In cosa spendono le famiglie – La composizione della spesa resta sostanzialmente immutata rispetto al 2017: è ancora l’abitazione ad assorbire la quota più rilevante (35,1% della spesa totale), seguita dalla spesa per prodotti Alimentari e bevande analcoliche (18,0%) e da quella per Trasporti (11,4%). Le famiglie hanno speso per prodotti Alimentari e bevande analcoliche in media 462 euro mensili. Più nel dettaglio, aumenti di spesa si registrano per le carni (+4,0%), i pesci e i prodotti ittici (+3,4%) e per caffè, tè e cacao (+5,0%). Le carni costituiscono anche la voce di spesa alimentare più importante in termini di composizione del carrello, rappresentando il 3,8% della spesa totale. Solo la spesa per zucchero, confetture, miele, cioccolato e dolciumi diminuisce in modo significativo (-2,6%). La spesa per beni e servizi non alimentari è di 2.110 euro mensili, anche questa stabile rispetto al 2017 (2.107 euro). Per abitazione, acqua, elettricità e altri combustibili, manutenzione ordinaria e straordinaria, la spesa resta invariata (con l’eccezione del Nord-est, dove si contrae del 3,5%) e pari al 35,1% del totale. La quota più rilevante dopo l’abitazione è destinata ai trasporti (11,4%). Seguono in ordine cura della persona, effetti personali, servizi di assistenza sociale, assicurazioni e servizi finanziari, servizi ricettivi e di ristorazione e beni e servizi ricreativi, spettacoli e cultura, servizi sanitari e salute, abbigliamento, mobili, articoli e servizi per la casa. Solo la spesa per le comunicazioni (pari al 2,4% della spesa totale) si è ridotta molto rispetto al 2017 con un -2,5%. Cosa tagliano le famiglie Le famiglie italiane continuano a tagliare su viaggi e vacanze. Dal report dell’Istat sulle “Spese per i consumi delle famiglie 2018” emerge infatti che il 39,3% delle famiglie che già sostenevano spese per viaggi e vacanze ha provato a ridurle, con un massimo del 53,9% nel Mezzogiorno. I veri risparmi di spesa ricadono sull’abbigliamento e le calzature.

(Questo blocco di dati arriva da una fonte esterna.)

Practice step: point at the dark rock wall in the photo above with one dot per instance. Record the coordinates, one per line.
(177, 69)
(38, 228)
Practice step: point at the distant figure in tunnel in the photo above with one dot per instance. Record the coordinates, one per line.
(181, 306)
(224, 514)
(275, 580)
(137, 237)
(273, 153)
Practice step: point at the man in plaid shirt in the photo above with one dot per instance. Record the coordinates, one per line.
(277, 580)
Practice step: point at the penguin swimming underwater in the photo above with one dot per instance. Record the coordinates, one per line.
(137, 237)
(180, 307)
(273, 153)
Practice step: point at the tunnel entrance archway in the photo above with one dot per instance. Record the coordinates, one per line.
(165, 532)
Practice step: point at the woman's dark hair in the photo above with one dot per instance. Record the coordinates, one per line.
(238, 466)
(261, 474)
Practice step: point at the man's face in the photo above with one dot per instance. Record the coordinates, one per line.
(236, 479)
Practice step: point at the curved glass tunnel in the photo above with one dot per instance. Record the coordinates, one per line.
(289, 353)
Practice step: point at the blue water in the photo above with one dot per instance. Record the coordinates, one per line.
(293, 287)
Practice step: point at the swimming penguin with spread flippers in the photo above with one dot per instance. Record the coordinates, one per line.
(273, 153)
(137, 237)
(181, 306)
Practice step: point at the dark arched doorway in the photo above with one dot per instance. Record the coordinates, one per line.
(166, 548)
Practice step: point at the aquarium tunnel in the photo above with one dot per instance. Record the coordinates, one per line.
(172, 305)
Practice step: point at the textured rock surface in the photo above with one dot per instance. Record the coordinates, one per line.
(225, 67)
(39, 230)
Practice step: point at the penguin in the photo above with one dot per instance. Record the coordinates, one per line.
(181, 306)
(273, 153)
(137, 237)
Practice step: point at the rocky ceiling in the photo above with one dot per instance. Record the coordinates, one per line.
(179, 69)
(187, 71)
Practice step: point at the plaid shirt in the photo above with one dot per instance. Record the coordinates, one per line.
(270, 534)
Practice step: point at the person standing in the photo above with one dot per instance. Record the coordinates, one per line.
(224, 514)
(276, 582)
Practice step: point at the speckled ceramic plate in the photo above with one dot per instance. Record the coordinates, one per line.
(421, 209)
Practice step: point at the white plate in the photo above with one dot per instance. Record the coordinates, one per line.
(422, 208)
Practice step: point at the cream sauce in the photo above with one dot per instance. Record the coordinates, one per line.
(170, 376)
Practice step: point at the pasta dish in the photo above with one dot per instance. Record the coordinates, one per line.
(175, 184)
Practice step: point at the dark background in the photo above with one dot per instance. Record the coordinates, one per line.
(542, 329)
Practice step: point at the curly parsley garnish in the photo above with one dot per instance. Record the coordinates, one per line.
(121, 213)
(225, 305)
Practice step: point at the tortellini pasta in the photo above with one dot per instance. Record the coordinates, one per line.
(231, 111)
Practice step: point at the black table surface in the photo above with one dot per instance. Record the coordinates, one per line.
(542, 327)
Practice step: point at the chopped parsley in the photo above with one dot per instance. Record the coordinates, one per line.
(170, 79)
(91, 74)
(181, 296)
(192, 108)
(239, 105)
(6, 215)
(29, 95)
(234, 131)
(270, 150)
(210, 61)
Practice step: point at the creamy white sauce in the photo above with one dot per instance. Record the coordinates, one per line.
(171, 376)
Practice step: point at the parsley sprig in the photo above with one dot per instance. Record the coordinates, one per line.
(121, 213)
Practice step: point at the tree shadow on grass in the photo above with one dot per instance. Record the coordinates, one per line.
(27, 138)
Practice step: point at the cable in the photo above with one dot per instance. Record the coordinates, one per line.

L’Istat riferisce che quasi la metà (48,9%) delle famiglie che acquistavano già questi beni un anno prima dell’intervista ha infatti modificato le proprie abitudini, provando a limitare la spesa. Anche in questo caso l’Istituto rileva forti differenze territoriali: si prova a risparmiare di più nel Mezzogiorno (62,7%) rispetto al Centro (47,6%) e soprattutto al Nord (40,3%). La spesa per visite mediche e accertamenti periodici, in larga misura “incomprimibile”, è quella sulla quale le famiglie italiane “agiscono meno” per provare a limitare le spese. Infatti soltanto il 16,1% delle famiglie dichiara infatti di aver speso meno, peraltro con forti disparità Nord-Sud: il 10,1% nel Nord, il 17,9% nel Centro e il 24,1% nel Mezzogiorno. Per contro, il 6,1% delle famiglie dichiara di aver aumentato la spesa sanitaria. Rispetto a un anno prima dell’intervista, invece, due terzi delle famiglie non hanno modificato le proprie abitudini in fatto di spesa alimentare, né al rialzo né al ribasso.